The case study developed by the Institute for the Study of Diplomacy at Georgetown University may soon become a valuable lesson for students at the fledgling trade institute bearing Yeutter's name.
"Clayton's career is full of examples like this that could be good case studies for students interested in international trade," said Jill O'Donnell, director of the Clayton Yeutter Institute of International Trade and Finance.
Established through a $2.5 million donation from Yeutter and his wife, and a matching appropriation from the Nebraska Legislature, the new institute is finding a footing on the University of Nebraska-Lincoln's East Campus.
"Because of the current environment, I'm taking a lot of phone calls from people in the community who are really interested in learning more about what's happening and what the potential impacts may be," said O'Donnell, a native of Columbus.
She and Matt Schaefer, a professor of international trade law at UNL, have spoken about how the Trump administration is applying existing law as it pursues new deals with trading partners, how those countries are retaliating through tariffs and other measures, and what the outcomes might be for the Cornhusker State's largest economic sector, agriculture.

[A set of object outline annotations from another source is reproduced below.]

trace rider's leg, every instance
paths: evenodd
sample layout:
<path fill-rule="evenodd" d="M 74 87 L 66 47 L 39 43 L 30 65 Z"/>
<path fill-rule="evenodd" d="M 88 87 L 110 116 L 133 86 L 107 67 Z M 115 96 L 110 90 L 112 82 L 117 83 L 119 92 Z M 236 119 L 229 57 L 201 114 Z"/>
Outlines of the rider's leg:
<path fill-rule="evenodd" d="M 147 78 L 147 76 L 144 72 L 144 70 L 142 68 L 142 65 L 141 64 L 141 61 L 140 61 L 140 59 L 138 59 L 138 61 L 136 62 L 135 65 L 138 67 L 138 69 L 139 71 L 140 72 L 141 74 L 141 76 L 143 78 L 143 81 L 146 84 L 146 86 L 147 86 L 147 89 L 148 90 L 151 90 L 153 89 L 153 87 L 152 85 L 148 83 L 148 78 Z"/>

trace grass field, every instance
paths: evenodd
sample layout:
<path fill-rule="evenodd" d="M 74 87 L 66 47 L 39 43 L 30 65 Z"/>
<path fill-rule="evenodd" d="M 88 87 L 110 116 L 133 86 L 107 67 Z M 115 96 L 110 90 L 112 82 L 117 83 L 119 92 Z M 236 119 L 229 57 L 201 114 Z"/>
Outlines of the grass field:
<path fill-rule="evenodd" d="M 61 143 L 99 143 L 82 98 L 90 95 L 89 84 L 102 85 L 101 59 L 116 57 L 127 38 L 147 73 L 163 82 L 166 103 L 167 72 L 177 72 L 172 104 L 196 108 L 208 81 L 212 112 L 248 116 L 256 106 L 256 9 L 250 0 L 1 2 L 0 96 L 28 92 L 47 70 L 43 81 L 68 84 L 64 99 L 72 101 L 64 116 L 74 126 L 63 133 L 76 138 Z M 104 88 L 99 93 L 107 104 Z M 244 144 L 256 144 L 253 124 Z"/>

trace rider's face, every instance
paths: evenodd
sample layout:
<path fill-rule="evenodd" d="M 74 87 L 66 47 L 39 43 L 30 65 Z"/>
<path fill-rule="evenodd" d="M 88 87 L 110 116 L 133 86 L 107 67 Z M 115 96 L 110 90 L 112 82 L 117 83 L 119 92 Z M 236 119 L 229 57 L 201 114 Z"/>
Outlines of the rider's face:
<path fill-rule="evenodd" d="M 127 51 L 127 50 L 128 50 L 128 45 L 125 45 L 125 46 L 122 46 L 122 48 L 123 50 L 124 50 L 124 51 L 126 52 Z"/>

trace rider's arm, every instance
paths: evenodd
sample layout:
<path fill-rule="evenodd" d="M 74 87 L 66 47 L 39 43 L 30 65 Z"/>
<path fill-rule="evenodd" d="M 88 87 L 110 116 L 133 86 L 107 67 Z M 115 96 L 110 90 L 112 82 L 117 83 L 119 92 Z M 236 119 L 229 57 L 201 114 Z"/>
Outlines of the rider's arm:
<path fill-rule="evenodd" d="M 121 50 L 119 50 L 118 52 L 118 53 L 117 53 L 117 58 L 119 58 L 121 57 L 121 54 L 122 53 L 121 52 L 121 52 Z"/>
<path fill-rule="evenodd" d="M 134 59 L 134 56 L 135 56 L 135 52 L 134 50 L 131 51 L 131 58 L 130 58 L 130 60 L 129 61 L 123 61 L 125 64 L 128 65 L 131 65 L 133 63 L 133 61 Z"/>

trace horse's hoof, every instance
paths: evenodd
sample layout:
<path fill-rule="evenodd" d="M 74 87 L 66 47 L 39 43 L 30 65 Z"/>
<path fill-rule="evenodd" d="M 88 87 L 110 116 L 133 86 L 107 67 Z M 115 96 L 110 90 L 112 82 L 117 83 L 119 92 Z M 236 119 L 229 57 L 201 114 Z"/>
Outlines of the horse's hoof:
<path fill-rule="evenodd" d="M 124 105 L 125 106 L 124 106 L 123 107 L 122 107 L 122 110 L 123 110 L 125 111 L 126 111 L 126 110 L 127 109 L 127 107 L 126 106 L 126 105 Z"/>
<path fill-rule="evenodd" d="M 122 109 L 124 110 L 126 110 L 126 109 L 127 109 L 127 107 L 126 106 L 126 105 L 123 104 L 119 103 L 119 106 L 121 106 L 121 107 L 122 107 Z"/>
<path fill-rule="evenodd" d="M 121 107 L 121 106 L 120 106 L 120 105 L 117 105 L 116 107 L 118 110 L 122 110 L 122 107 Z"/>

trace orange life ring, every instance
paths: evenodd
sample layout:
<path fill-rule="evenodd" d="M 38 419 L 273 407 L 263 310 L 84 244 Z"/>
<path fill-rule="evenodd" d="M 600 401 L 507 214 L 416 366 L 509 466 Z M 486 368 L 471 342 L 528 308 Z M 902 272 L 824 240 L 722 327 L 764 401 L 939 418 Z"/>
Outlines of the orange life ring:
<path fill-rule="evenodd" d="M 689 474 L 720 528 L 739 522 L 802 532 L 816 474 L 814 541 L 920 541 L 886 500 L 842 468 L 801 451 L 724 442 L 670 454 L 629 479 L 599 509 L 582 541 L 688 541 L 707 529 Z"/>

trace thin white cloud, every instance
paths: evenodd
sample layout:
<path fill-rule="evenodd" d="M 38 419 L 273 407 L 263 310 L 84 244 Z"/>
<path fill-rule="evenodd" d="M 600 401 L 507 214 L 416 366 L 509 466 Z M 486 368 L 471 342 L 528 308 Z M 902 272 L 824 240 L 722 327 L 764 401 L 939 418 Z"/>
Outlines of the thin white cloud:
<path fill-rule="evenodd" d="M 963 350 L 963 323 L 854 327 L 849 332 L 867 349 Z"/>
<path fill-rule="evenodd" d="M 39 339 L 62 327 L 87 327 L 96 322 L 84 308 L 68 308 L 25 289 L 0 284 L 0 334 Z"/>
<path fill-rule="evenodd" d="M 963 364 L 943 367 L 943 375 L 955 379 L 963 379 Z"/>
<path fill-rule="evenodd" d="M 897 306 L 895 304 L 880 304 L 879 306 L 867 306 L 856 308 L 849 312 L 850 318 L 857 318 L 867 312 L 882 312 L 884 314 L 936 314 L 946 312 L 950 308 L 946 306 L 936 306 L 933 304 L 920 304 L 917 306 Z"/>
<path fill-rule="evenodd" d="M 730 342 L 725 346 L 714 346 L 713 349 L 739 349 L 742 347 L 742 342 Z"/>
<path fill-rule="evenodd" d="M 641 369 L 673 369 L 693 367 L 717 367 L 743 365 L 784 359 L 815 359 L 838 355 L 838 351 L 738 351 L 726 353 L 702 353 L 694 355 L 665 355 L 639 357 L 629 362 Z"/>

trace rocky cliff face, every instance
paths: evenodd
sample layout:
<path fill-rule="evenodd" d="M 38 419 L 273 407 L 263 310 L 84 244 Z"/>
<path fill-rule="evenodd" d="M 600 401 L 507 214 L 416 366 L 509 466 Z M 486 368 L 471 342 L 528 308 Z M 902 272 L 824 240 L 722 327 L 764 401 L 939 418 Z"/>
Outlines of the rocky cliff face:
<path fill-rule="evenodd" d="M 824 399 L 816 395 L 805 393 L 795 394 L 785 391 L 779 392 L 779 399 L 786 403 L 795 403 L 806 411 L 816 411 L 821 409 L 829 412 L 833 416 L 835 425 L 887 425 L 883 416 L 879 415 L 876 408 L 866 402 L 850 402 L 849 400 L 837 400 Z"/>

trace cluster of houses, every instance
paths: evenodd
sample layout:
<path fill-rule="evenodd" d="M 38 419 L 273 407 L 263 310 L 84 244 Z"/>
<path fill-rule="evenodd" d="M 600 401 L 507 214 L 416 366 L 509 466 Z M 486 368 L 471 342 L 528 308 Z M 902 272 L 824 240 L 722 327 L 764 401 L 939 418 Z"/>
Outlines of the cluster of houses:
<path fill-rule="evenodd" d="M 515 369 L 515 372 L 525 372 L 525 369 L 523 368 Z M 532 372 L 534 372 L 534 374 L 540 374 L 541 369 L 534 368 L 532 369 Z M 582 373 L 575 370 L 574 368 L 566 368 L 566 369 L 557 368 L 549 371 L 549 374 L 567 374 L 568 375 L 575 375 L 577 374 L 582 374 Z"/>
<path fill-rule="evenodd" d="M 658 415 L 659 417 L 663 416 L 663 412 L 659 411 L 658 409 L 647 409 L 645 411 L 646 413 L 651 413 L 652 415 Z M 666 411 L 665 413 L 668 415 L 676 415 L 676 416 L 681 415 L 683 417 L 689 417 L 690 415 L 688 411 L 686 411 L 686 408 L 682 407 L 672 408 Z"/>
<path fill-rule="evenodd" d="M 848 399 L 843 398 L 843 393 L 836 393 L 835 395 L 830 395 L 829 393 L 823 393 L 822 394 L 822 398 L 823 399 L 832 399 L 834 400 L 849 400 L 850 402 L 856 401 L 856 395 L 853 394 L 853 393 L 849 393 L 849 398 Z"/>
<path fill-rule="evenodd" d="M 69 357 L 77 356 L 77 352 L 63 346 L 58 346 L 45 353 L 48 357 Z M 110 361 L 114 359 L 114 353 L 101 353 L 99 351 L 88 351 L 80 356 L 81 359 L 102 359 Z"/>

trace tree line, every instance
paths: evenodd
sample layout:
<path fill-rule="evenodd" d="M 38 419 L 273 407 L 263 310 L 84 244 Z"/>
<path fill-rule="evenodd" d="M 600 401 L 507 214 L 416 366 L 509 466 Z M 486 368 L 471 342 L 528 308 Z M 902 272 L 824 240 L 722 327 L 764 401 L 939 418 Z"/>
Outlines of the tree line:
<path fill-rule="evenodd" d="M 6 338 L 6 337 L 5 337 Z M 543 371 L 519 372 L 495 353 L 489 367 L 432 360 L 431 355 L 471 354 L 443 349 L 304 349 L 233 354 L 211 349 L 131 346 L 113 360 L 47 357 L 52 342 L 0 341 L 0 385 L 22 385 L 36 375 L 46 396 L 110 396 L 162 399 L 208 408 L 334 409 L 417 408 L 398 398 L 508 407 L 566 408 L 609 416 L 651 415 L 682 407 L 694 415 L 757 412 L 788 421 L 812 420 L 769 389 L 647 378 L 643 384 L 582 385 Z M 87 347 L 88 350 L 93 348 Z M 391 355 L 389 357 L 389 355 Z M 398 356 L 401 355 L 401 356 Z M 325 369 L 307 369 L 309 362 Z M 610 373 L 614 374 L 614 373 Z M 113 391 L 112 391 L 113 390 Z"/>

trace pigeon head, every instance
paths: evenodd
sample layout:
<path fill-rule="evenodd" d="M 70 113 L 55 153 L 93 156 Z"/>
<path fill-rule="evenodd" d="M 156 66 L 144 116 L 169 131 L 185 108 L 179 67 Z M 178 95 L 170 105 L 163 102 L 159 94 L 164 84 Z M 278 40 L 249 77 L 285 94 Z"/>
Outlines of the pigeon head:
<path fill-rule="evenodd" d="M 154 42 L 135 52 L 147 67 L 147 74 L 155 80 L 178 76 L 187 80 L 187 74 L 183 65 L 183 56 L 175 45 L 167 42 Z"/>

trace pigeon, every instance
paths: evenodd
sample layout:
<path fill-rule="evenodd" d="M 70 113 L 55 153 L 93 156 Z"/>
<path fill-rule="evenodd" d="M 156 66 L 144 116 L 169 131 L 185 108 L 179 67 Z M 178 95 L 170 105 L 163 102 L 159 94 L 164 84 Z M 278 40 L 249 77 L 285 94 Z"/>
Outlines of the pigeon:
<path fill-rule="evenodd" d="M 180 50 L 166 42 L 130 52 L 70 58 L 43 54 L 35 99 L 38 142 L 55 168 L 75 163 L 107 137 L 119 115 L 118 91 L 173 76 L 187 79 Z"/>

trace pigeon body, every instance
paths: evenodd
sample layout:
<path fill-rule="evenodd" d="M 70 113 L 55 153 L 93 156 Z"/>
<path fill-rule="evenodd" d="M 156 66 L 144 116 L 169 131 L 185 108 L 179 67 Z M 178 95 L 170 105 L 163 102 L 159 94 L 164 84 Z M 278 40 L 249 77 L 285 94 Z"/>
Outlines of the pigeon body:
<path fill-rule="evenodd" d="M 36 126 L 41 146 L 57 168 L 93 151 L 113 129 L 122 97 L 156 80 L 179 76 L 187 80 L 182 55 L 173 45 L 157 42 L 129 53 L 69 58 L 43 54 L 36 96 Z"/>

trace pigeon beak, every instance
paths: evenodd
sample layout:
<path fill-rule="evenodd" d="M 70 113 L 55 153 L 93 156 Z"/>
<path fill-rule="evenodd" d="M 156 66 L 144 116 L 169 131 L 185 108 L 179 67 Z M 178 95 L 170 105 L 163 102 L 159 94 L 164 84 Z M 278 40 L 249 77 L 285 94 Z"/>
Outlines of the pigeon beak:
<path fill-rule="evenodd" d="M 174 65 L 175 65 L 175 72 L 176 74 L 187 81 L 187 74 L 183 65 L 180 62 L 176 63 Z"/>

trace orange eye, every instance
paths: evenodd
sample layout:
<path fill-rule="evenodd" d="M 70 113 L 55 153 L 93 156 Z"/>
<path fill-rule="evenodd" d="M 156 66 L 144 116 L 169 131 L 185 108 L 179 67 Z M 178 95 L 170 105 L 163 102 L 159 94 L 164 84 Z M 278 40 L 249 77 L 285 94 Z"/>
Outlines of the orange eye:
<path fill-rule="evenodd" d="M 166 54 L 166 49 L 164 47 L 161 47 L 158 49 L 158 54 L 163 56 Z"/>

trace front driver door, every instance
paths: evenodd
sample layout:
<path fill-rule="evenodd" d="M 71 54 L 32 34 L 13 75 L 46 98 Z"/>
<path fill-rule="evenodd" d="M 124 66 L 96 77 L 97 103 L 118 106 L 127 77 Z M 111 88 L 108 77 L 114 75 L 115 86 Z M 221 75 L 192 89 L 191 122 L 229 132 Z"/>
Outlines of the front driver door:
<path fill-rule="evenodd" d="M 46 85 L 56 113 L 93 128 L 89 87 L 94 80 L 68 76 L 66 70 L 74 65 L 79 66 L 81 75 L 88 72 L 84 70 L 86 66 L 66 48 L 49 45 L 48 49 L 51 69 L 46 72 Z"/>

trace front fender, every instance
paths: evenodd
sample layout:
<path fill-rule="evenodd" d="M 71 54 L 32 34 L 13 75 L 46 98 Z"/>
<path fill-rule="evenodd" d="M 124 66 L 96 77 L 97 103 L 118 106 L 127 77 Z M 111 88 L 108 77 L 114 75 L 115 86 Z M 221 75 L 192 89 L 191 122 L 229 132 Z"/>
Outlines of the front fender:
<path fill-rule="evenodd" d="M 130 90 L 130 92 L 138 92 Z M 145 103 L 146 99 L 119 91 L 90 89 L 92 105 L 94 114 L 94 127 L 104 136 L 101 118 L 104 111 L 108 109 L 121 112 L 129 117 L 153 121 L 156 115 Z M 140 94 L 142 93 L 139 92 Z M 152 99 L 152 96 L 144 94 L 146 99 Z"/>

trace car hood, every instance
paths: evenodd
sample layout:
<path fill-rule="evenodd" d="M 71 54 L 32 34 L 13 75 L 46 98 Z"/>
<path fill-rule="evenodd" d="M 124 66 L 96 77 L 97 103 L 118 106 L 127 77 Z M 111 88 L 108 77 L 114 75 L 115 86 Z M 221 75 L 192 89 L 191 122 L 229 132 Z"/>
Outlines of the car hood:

"The outreach portion of the institute's mission is full speed ahead right now because of the demand," O'Donnell said, adding she's spoken to multiple civic groups and business leaders over the last few months, with many more scheduled.
O'Donnell, who began at the institute in July, said she believes the same elevated awareness from the public will also inspire students to pursue educational opportunities created through the Yeutter Institute.
She has been examining how the university is teaching trade, economics and foreign policy, and how the Yeutter Institute may be able to bring those faculty together to build upon existing strengths.
The institute hopes to fill a trio of endowed positions, one each from the College of Law, College of Business and Institute of Agriculture and Natural Resources, that will be responsible for bringing the mission of the Yeutter Institute together for students.
"We want to bring in people who have been on the front lines of trade negotiations and who have an intimate understanding of their processes," O'Donnell said, adding that the Yeutter Institute's former diplomat-in-residence, Darci Vetter, who was also a Nebraska native and former chief agricultural negotiator, was a good example of the professional UNL hopes to land.
"We're also looking for people who have spent their careers studying trade from a variety of different angles who can put it into a context for others," she added.
Once those experts are in place, O'Donnell said the Yeutter Institute wants to attract UNL students from all different disciplines — law, business, political science, animal health, journalism and others — to think creatively about Nebraska and the United States' place in a global economy.
To do that, they'll work through case studies, learn negotiating strategies through collaborative exercises, and conduct research in areas ripe for more study, such as how trade deficits are calculated, the impact of global value chains, or the future of digital trade.
Aspiring trade negotiators, for example, could decide upon a different path than Yeutter did during the Uruguay Round. The trade representative agreed to pursue negotiations of services in a separate forum, a move that gave the outnumbered countries opposing the services question a graceful exit, and one the U.S. could smooth over with its allies.
O'Donnell said while the education will go beyond Yeutter's career, his influence will be felt throughout.
"I think Clayton had tremendous foresight and generosity in establishing this institute," she said. "He saw Nebraska and the University of Nebraska as a great resource. I think this is a great legacy for him."